Diets come and diets go with amazing predictability. The standard American diet has shortcomings, so people are frequently eager for an approach to nutrition that will be healthful. A ketogenic diet has been an option for at least a hundred years.
History of the Ketogenic Diet:
In the early 20th century, when there were few effective drugs to treat epilepsy, doctors prescribed starvation or a very low-carbohydrate high-fat diet (Wheless, Epilepsia, Nov. 4, 2008).
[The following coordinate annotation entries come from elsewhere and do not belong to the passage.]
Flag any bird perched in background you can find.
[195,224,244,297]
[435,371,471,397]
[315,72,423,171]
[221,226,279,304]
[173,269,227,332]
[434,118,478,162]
Such a regimen forced the body to burn fat rather than carbohydrates for energy and resulted in the formation of ketones (explaining the term ketogenic diet).
This dietary approach frequently reduced the number of seizures epileptic children suffered. Parents learned how to manage the diet, which was considered the standard treatment for seizures for several decades.
When phenytoin (Dilantin) was introduced in 1938, doctors lost interest in the ketogenic diet to treat epilepsy. Patients found taking pills much easier than following such a restrictive eating pattern. Medications worked well enough for many individuals with epilepsy.
After decades of neglect, however, the ketogenic diet is returning to popularity. Some individuals don’t respond well to anti-seizure drugs. As a consequence, neurologists have once again begun to treat youngsters with refractory epilepsy by prescribing a low-carb high-fat ketogenic diet (Elia et al, Current Pharmaceutical Design, online Aug. 9, 2017).
Other Possible Uses for a Ketogenic Diet:
We recently received this question from a reader who made no reference to epilepsy: “Can you enlighten us about the ketogenic diet, which I suspect I need?” In recent years, physicians have adopted a carbohydrate-restricted diet to treat metabolic syndrome, type 2 diabetes and cardiovascular disease.
Researchers have found that cutting carbohydrate intake dramatically reliably lowers blood sugar in people with type 2 diabetes (Feinman et al, Nutrition, Jan. 2015). A year-long study of 115 overweight people with diabetes compared the effects of low-carb and high-carb diets (Tay et al, American Journal of Clinical Nutrition, Oct. 2015). The patients following a low-carb diet high in unsaturated fat were able to reduce their medications for blood glucose control. Their blood sugar was less variable, and their lipid profiles, especially HDL and triglycerides, were more favorable. Both groups lost weight and reduced their HbA1c (a measure of blood sugar control over time).
Studies in humans and experimental animals show that a very low-carb high-fat diet can help with weight loss (Kosinski & Jornayvaz, Nutrients, May 2017). In one study, the weight loss drug orlistat (Xenical or Alli) combined with a low-fat diet was compared to a low-carbohydrate ketogenic diet (Yancy et al, Archives of Internal Medicine, Jan. 25, 2010). Over the course of almost a year, both groups lost weight. Those following the ketogenic diet conscientiously improved their blood pressure, blood glucose and insulin levels more effectively.
Could a very low-carbohydrate diet improve athletic performance? That hypothesis was tested in a case study of five New Zealand endurance athletes (Zinn et al, Journal of the International Society of Sports Nutrition, July 12, 2017). After ten weeks on the diet, their performance actually dropped somewhat. However, they reported feeling better, with improvements in recovery time, skin conditions and other inflammatory complaints.
In summary, a low-carbohydrate high-fat diet with adequate protein appears to be a reasonable approach for people who are attempting to lose weight, control their blood sugar and improve their fat metabolism. You’ll find information on how to follow such a diet in the book KetoClarity by Jimmy Moore and Dr. Eric Westman. Be sure to ask your doctor if this regimen is safe for you.